Lampert Smith: The sting of twin tragedies is extra sharp in tiny district
CAZENOVIA - How could it happen here, in a school so rural that the view from the ridgetop playground is one of grazing cows and glowing maples?
How could it happen on Friday, when the toilet paper streaming from the school trees and the blue hair of the students advertised Weston's homecoming celebration?
How could it happen on a day when Abby Rothering, a cute 8-year-old who attends the K-12 school, bounced out of bed so happily? Weston teacher Mary Ann Rothering said that her daughter, Abby, announced: "Today is going to be a good day."
The answer is that tragedy can hit anywhere, even at a rural Sauk County school on homecoming weekend. All it takes, really, is an angry person with a gun, and a car accident.
But Friday's twin tragedies seem especially cruel because the Weston School District is so small, and so central to community life.
Everyone here seems to have multiple ties to both Principal John Klang, who died of gunshot wounds, and a student who died in an unrelated car accident just minutes before the shooting.
Friday before school, Jeanette Unbehaun was in her role as cheerleading coach, selling the blue and silver "spirit beads" to the kids who had dyed their hair blue and painted their checks with W's for the Weston Silver Eagles homecoming game against North Crawford.
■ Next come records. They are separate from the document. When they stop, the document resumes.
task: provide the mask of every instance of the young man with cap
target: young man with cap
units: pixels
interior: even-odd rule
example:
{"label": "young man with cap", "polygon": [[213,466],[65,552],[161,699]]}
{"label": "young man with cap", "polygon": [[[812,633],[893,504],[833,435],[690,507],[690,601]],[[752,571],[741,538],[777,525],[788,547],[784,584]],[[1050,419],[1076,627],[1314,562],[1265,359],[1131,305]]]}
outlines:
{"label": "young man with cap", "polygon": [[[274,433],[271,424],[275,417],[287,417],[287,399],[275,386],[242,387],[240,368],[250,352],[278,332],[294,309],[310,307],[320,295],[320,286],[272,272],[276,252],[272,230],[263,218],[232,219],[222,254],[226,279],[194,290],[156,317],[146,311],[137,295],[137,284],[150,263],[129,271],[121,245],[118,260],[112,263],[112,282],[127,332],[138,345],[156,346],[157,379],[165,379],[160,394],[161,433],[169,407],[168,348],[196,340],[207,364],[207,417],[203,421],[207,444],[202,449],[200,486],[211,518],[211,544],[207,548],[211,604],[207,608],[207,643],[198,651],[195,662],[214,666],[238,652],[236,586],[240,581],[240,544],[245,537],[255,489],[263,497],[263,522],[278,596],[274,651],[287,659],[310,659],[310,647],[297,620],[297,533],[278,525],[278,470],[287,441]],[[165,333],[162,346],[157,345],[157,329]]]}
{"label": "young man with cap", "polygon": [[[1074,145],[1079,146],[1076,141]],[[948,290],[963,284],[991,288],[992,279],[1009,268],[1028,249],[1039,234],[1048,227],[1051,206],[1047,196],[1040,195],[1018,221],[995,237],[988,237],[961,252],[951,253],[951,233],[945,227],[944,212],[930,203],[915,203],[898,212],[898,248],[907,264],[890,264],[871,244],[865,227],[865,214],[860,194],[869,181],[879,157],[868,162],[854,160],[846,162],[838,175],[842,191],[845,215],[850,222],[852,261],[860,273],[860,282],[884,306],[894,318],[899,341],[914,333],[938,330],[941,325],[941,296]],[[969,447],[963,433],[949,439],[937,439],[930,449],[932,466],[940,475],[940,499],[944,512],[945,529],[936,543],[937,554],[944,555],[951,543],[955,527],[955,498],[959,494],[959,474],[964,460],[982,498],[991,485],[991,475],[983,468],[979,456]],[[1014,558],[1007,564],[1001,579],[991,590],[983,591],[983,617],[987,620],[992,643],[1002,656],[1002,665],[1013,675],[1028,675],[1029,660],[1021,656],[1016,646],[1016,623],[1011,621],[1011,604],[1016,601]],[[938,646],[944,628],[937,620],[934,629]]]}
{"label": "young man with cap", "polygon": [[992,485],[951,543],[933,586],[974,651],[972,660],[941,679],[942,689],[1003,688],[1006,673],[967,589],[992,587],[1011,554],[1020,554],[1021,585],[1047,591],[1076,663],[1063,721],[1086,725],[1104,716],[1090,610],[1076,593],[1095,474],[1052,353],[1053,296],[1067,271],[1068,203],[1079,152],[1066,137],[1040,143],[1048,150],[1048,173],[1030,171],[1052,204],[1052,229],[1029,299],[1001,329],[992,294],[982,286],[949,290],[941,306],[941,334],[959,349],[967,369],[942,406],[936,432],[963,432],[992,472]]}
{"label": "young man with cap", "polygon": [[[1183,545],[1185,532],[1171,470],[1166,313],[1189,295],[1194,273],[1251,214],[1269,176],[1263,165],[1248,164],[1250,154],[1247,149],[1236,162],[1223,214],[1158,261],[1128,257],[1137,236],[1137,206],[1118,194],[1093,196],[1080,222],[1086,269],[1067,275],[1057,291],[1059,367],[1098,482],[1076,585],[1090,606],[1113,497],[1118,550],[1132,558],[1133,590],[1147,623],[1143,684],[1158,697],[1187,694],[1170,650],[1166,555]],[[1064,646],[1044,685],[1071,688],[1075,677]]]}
Then, her pager went off, and she became a member of the Hillpoint First Responders, racing off to an accident at a hilly intersection about two miles away.
There, her heart sank. She recognized the wrecked Pontiac Grand Am as belonging to Erik Fichtel, a 16- year-old boy she knows. She cuts Erik's hair and knows both his parents, who are both connected to the schools.
Then, as she was comforting Erik in his last moments, she saw the police speed away.
"I asked where they were going and they said there was a shooting at school," she said. Her own two children, Zach, 11, and Lynsey, 8, are students there.
"I wondered if I should go back and get my kids."
Meanwhile, back at the school, custodian Dave Thompson was wrestling a shotgun away from accused shooter Eric Hainstock, 15. Witnesses said Hainstock used a second gun to shoot Klang moments later. Thompson also has two children at the school, where his wife, Valerie, is a kindergarten teacher. And Klang was a longtime school board member, Weston alumnus, and father and uncle of Weston graduates.
And so it goes through this community, where it is no exaggeration to say that everyone is connected.
"We're like a big family. Everyone is related to everyone else," said Marilyn Cooper, who owns the Dewdrop Inn in Cazenovia, one of three rural communities that send their children to the Weston district.
Cooper brushed away a tear as she described principal Klang as "the bedrock of the community."
Then the door to the caf and tavern opened, and three mothers herded in a group of teenagers, some of them weeping.
"We have some sad kids, Marilyn," one of the moms said.
The teens were still dressed in their school colors, complete with face paint. But instead of spending the afternoon yelling their heads off at the homecoming pep rally and parade, they were grieving for their principal and their classmate.
Erik Fichtel, a football player, was known for "a smile that could light up a room." He was class president sophomore year and hosted the class picnic at the end of the school year, driving the tractor to give his classmates hayrides. Like most of the members of the 49- member class of '08, they had known him since kindergarten.
Now, they stared at the caf television, where their school had shown up on CNN, courtesy of the news helicopters hovering above the school. Junior Melissa Seep talked about hearing of school shootings elsewhere, and the unreality of having it happen here.
"Now, it's our school on television," she said. "You wouldn't even think one of these things would happen here."
Now, though, they had two deaths and a young man in jail.
"We'll get through this together," Dawn Seep, Melissa's mother, said. "That's the positive of a small town. We'll all be there for each other."